Brand X is in serious tension with this understanding of Article III.

 Brand X takes on the constitutional deficiencies of Chevron and exacerbates them. Chevron requires judges to surrender their independent judgment to the will of the Executive, see supra, at 3; Brand X forces them to do so despite a controlling precedent. Chevron transfers power to agencies, see supra, at 3; Brand X gives agencies the power to  effectively overrule judicial precedents. Chevron withdraws a crucial check on the Executive from the separation of powers, see supra, at 4; Brand X gives the Executive the ability to neutralize a previously exercised check by the Judiciary. But, with this said, there is no need to question Chevron in order to recognize the heightened constitutional harms wrought by Brand X.


Brand X also seems to be strongly at odds with traditional tools of statutory interpretation. As discussed above, early federal courts afforded weight to longstanding executive interpretations of a law that were made contemporaneously with its passage and that were uniformly maintained. See supra, at 5–8. Brand X, however, mandates deference to an executive interpretation that is neither contemporaneous nor settled.

 Under traditional rules of statutory interpretation, this Court declined to give weight to late-arising or inconsistent statutory interpretations by the Executive. In Merritt v. Cameron, for example, the Court rejected an interpretation offered by the Executive because there was no “long and uninterrupted . . . departmental construction . . . as will bring the case within the rule announced at an early day in this court, and followed in very many cases.” 137 U. S., at 552; see also United States v. Alabama Great Southern R. Co., 142 U. S. 615, 621 (1892). Even if only to resolve the tension with our traditional approach to statutory interpretation, we should revisit Brand X.


 Regrettably, Brand X has taken this Court to the precipice of administrative absolutism. Under its rule of deference, agencies are free to invent new (purported) inter- pretations of statutes and then require courts to reject their own prior interpretations. Brand X may well follow from Chevron, but in so doing, it poignantly lays bare the flaws of our entire executive-deference jurisprudence.
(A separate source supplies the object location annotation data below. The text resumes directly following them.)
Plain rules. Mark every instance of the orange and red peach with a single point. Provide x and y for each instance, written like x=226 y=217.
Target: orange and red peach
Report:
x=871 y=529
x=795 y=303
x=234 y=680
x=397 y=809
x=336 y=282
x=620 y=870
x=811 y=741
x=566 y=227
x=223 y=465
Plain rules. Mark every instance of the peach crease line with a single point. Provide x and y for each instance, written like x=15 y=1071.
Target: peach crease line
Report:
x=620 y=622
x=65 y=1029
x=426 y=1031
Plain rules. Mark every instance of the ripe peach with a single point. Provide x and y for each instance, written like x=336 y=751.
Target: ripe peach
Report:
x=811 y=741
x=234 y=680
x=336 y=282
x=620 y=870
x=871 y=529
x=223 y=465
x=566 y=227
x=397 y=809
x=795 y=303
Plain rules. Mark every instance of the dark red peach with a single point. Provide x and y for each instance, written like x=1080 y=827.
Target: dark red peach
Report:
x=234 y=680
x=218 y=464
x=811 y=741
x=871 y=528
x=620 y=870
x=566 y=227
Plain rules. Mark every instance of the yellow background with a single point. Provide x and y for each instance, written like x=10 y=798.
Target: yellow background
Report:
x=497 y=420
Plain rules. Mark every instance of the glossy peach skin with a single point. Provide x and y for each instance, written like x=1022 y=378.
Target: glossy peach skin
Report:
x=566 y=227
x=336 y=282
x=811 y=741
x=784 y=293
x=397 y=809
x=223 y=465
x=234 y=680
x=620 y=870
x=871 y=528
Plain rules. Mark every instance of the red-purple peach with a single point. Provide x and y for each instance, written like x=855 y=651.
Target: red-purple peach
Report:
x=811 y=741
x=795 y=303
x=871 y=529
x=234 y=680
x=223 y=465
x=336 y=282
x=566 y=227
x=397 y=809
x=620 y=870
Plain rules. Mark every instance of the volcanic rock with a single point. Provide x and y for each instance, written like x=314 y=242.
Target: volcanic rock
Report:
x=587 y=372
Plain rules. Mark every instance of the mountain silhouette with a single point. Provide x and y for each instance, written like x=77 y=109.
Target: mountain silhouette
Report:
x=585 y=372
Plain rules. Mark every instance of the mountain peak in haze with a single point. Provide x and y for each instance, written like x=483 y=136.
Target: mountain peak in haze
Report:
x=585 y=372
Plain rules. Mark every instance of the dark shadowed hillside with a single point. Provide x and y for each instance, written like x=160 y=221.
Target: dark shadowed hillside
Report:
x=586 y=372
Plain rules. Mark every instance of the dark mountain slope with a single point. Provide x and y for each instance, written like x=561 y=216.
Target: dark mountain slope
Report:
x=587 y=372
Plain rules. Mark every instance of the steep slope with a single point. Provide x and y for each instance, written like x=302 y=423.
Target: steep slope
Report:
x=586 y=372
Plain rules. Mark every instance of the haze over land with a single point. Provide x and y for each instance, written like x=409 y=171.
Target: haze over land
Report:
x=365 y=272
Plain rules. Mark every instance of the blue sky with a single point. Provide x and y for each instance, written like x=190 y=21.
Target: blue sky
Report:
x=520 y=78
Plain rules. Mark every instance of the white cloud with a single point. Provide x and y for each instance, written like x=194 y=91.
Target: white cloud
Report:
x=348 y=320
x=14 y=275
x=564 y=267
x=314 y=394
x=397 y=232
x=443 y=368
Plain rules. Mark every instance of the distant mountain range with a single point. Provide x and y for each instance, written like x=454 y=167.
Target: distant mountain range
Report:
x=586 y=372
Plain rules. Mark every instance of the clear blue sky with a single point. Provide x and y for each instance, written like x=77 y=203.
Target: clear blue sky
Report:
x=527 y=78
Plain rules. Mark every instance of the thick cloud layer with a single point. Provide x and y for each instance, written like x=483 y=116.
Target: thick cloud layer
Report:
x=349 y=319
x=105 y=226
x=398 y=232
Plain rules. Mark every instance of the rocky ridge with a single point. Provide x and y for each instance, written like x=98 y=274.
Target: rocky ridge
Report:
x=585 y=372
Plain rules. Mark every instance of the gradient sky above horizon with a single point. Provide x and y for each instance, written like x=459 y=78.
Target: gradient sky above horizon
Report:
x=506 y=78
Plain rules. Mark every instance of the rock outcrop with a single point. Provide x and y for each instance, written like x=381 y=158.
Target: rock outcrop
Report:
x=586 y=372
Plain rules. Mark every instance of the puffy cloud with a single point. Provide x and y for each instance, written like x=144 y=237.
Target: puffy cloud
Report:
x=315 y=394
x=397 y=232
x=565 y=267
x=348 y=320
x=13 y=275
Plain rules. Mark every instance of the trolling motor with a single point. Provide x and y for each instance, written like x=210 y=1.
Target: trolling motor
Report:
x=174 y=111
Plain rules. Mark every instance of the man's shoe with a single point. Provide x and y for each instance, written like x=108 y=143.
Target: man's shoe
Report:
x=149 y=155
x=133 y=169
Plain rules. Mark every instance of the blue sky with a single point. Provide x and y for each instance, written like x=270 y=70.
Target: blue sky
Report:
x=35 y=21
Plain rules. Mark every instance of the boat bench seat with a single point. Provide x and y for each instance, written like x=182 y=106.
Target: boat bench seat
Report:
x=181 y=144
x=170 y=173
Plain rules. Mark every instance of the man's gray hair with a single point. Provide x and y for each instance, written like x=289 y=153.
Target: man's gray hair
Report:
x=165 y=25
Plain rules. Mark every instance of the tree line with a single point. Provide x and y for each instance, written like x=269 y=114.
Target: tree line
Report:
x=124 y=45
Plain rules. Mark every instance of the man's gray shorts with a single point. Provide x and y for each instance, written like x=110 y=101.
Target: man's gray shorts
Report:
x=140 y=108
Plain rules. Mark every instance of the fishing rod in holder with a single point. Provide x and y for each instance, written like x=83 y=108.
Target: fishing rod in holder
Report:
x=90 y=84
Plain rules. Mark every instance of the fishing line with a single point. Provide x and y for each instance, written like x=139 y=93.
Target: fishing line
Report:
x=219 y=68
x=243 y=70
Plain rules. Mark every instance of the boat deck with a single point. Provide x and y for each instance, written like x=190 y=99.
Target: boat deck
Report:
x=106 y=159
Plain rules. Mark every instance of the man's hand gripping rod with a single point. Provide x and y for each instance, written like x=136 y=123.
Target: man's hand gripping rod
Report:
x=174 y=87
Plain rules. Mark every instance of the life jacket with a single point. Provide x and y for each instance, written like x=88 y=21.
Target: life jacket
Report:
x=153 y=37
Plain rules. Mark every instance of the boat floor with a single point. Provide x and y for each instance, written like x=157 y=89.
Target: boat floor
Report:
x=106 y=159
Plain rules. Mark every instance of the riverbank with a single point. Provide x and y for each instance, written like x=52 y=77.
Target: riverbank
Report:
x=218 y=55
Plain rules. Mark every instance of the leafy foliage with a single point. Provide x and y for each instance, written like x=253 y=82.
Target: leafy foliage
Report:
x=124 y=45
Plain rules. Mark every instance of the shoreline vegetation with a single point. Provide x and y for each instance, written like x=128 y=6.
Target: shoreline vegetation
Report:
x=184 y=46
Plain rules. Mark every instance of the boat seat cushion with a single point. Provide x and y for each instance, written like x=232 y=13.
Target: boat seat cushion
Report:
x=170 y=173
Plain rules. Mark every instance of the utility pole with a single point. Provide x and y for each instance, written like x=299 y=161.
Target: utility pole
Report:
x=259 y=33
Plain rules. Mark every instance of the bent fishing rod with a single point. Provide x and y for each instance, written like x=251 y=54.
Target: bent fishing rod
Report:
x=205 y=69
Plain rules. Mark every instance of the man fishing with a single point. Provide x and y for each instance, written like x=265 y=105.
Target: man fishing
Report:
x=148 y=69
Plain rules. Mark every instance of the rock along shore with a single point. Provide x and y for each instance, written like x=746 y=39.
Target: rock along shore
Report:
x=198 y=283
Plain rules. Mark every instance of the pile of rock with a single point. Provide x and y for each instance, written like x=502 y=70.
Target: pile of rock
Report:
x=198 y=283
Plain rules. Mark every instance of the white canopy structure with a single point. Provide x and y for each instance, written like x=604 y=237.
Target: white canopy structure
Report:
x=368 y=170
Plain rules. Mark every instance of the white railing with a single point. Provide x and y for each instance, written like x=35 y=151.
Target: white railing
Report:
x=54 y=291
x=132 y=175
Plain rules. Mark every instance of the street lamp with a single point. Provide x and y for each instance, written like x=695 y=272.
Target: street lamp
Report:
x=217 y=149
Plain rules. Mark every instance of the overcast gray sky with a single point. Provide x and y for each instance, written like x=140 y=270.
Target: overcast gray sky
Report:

Even if the Court is not willing to question Chevron itself, at the very least, we should consider taking a step away from the abyss by revisiting Brand X.


1  As I have previously noted, Chevron arguably sets out an “interpretive too[l]” and so may not be entitled to stare decisis treatment. Perez v. Mortgage Bankers Assn., 575 U. S. 92, 114, n. 1 (2015) (opinion concurring in judgment) (citing C. Nelson, Statutory Interpretation 701 (2011)). The same can be said of National Cable & Telecommunications Assn. v. Brand X Internet Services, 545 U. S. 967 (2005).

2  The phrasing and substance of these canons vary, and I express no opinion on their details, such as whether congressional acquiescence in a longstanding interpretation was required. See P. Hamburger, Is Administrative Law Unlawful? 583, n. 24 (2014).